Nel quadro del Green Deal europeo e del concetto di produzione alimentare sostenibile “dalla fattoria alla tavola”, vengono definiti obiettivi chiari: ridurre del 50% l’uso di fitofarmaci entro il 2030 e puntare all’azzeramento delle emissioni di gas serra entro il 2050. Ma come fare allora? Qual è una possibile soluzione?

Secondo Legambiente: “Affrontare questa sfida ambiziosa richiede l’individuazione di soluzioni efficaci e sostenibili”, per questo “l’agroecologia rappresenta un approccio all’agricoltura che si concentra sull’uso sostenibile delle risorse naturali e sulla loro integrazione nell’ecosistema agricolo”.

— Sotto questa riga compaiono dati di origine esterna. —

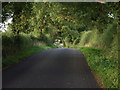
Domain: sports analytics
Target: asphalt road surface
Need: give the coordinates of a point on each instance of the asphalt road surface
(53, 68)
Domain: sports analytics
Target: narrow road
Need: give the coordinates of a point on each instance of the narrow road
(54, 68)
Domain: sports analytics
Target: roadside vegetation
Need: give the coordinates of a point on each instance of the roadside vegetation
(105, 69)
(93, 28)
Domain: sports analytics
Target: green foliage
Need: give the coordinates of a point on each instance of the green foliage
(21, 55)
(106, 68)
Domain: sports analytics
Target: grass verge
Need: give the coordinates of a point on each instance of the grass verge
(107, 69)
(6, 62)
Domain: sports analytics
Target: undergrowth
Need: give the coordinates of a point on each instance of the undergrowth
(107, 69)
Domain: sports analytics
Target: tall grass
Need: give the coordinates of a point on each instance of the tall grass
(16, 47)
(107, 69)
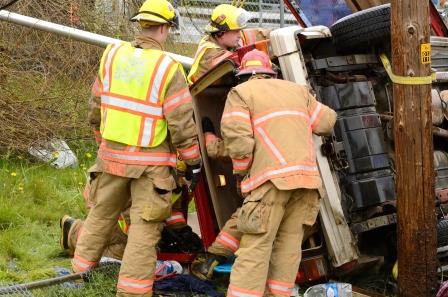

Si tratta cioè di adottare pratiche che promuovono la biodiversità, la fertilità del suolo e la gestione degli ecosistemi agricoli. L’obiettivo in questo caso è preservare e migliorare attraverso tecniche di fertilizzazione organica e di lotta all’erosione. Un suolo fertile e in salute, oltre a svolgere le sue funzioni in modo ottimale, compresa la capacità di supportare la crescita delle piante, la conservazione dell’acqua e la filtrazione, ospita un numero rilevante di microrganismi benefici in grado di colonizzare l’apparato radicale costituendo il “microbiota rizosferico”.

“Da evidenze sperimentali abbiamo verificato che l’utilizzo di varietà resistenti di patate alla peronospora ha permesso di azzerare l’utilizzo di prodotti mentre nel caso di varietà suscettibili sono stati resi necessari più interventi come accaduto nella stagione 2023 caratterizzata dal mese di maggio particolarmente piovoso”, si legge nel report.

L’utilizzo di varietà resistenti è stato quindi integrato alla fertilizzazione organica con compost e da lavorazioni minime così, proprio grazie a questa strategia integrata, è stato possibile produrre tuberi in quantità e qualità equivalente alla produzione integrata senza l’utilizzo di prodotti chimici.

“Nuove prospettive nella riduzione nell’uso di prodotti fitosanitari sono offerte dalla disponibilità di microrganismi e sostanze prodotte o derivate da microrganismi benefici” viene spiegato in conclusione. Infatti, sono disponibili formulati in grado di sostituire i presidi di natura chimica nella prevenzione di una serie di malattie come l’oidio e la botrite in viticoltura.

In conclusione, a oggi sono disponibili mezzi di produzione alternativi e innovativi la cui integrazione in chiave agroecologica permette di minimizzare l’utilizzo di prodotti fitosanitari, ma è necessaria una costante sperimentazione da parte degli organismi di ricerca per mettere a punto le strategie più efficaci e fornire al mondo della produzione risposte sostenibili, efficaci e durature.